Egli si occupò di tale bisogna fino alla sua morte, che avvenne il 3 novembre 1867; e tanto seppe venirne in grazia ad ognuno, che i membri della commissione di riforma, ond’egli aveva fatto parte, nella loro Relazione del 17 marzo 1868, letta all’assemblea generale degli azionisti nel medesimo giorno, rendono bella testimonianza a’ suoi meriti con le seguenti parole:

«È così, o signori, che, soddisfatto per quanto ci fu possibile il nostro mandato, vi restituiamo i poteri che ci conferiste e che cessano d’altra parte anche con la chiusura della sessione dell’assemblea del 1867. Nel che fare non possiamo astenerci dal lasciare espresso in questa relazione il più vivo rammarico per la perdita che nel corso de’ nostri lavori facemmo dell’ottimo collega nostro Giuseppe Spada, il Nestore della romana finanza; uomo che vivamente sentendo la forza del proprio dovere, sebbene grave di anni, fino agli ultimi giorni di sua vita partecipò assai utilmente ai nostri lavori.»

[p. 11 modifica]La franchezza del suo carattere e le rare doti dell’animo suo fecero desiderare l’amicizia di lui non pure a quelli della sua condizione, ma sì anche a persone di un grado assai più illustre del suo. Ed alcuni sovrani, presi dalle sue molte virtù, lo fregiaron d’ordini cavallereschi.

Nudrì nel cuore la gratitudine in un modo tanto più lodevole, quanto più è rara; e ce ne lasciò un’ultima prova nel suo testamento in cui dettò parole affettuosissime verso il principe Torlonia, dal quale aveva ricevuto benefizi che mai non pose in dimenticanza.

Fu ottimo cittadino, e la sua morte fu universalmente pianta da tutti i buoni. Della famiglia fu amorosissimo. La morte di una cara figlia, di 19 anni, che amava con tutta l’anima, lasciò profonda ferita nel suo cuore, che più non rimarginò. A me pure portò grande amore, ed il ricordo che ne conservo vivissimo e la memoria delle parole affettuose e solenni che quell’uomo giusto mi rivolse, due giorni prima della sua morte, mi risuonan sempre alle orecchie. E se mi fanno, oggi come allora, sgorgare dagli occhi lagrime abbondanti, danno però al mio spirito una quiete, una serenità che, a parer mio, formano il patrimonio più dovizioso che un padre possa lasciare ai figliuoli.

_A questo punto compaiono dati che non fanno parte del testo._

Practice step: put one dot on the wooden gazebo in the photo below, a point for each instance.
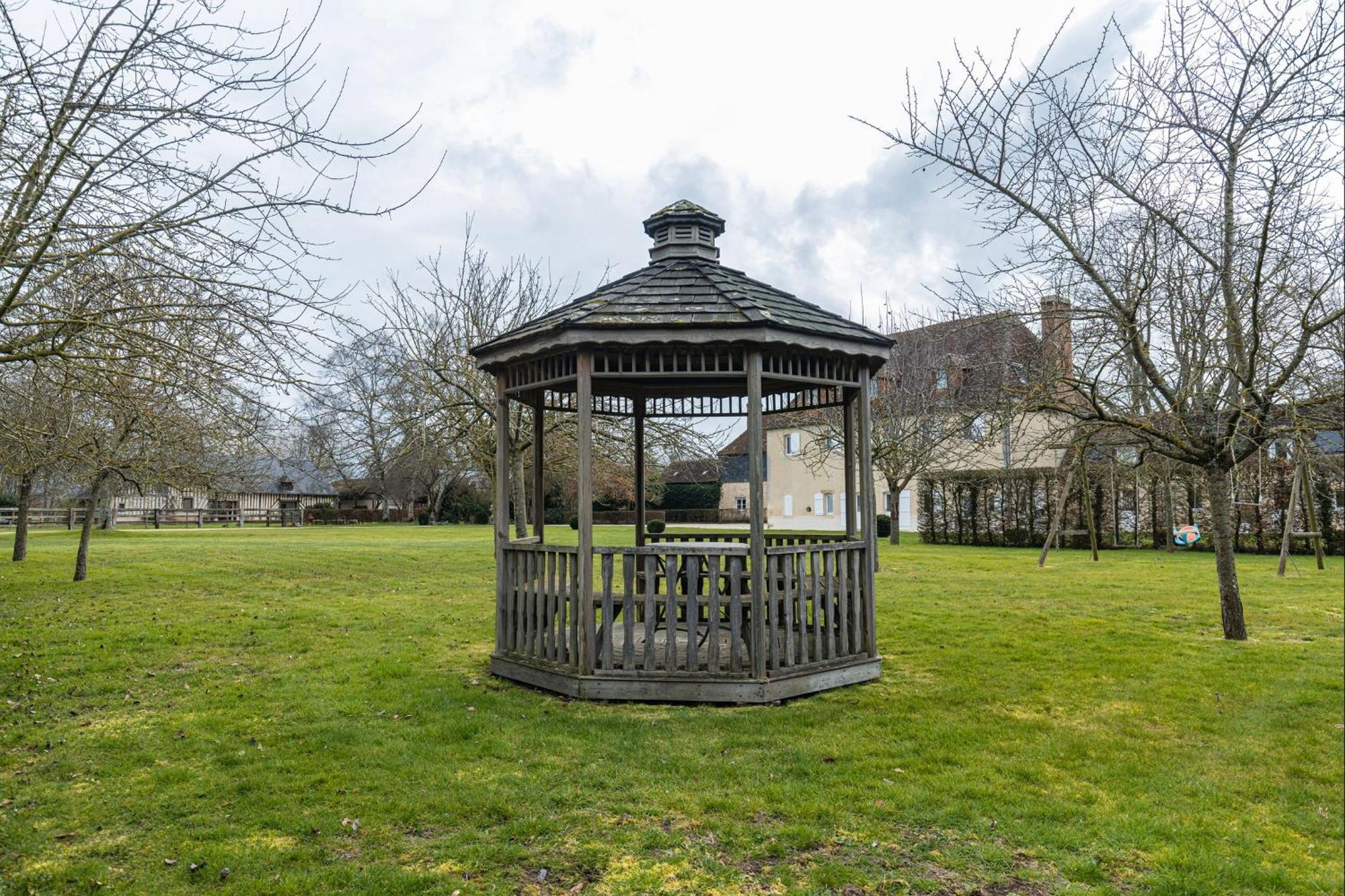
(719, 615)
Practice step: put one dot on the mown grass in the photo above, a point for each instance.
(236, 698)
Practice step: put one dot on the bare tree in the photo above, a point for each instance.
(436, 321)
(38, 419)
(1188, 204)
(174, 150)
(361, 408)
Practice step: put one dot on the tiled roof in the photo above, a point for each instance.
(695, 295)
(695, 470)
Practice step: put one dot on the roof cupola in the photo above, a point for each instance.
(684, 231)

«Fu lo Spada d’alta e adusta persona, di volto bello e piacente, di facile eloquio, di modi nobilmente cortesi che lo rendevan grato ed amabile sino a’ più ritrosi e più schivi; fu d’animo oltremodo pietoso, e della sua larghezza e dell’amor suo ebbero a provare, per dirlo col poeta, più oltre che le fronde assaissimi ch’eran tocchi non tanto dal generoso soccorso, quanto dalla modestia tutta cristiana ond’egli sapeva velare i suoi benefici: in ciò assai diverso da molti de’ moderni, che [p. 12 modifica]dimentichi forse o non curanti del precetto dell’evangelo, delle loro beneficenze fanno in ogni luogo risuonar le novelle. Fu amantissimo del decoro e dello splendore di Roma nostra, della quale ebbe sommamente a cuore la verace grandezza; e questa noi riputiamo lode non punto volgare oggidì che pur troppo un soverchio e smodato amor di noi stessi ci tien fitti coll’animo nel fango de’ privati nostri guadagni, senza punto affannarci se la patria non si mantiene in altezza di fama. Consapevole dei propri difetti, che a tutti ne fu conceduta la nostra parte, era mite e benigno inverso gli altrui, né mai usciva dal suo labbro voce men che savia e discreta intorno la vita e il costume di chicchessia; affabile e molto alla mano con tutti, fu sempre accomodato alle voglie degli amici, e del conversar domestico desideroso.»

Pongo fine alle mie parole con queste bellissime del Monti. E a te, padre mio, che ho amato e riverito quanto mai non so dire, sono grato pel nobile esempio di virtù che in vita mi desti. E poiché per mio bene e conforto su questa misera terra non mi fu concesso godere più a lungo di questo esempio; pur desso fu così splendido, che mi rende oltremodo lieto e superbo di potermi dire tuo figlio.


Roma, 1 Luglio 1868.



Alessandro Spada.    

  1. Si posson leggere tanto la Relazione dei sindacatori sopra la banca dello stato pontificio e suo bilancio dell’anno 1866 in data del 15 maggio 1867, letta e distribuita nell’adunanza generale de’ soci il 6 giugno 1867, quanto la Relazione della commissione di riforma, in data del 26 luglio 1867, letta all’assemblea generale degli azionisti il 29 detto.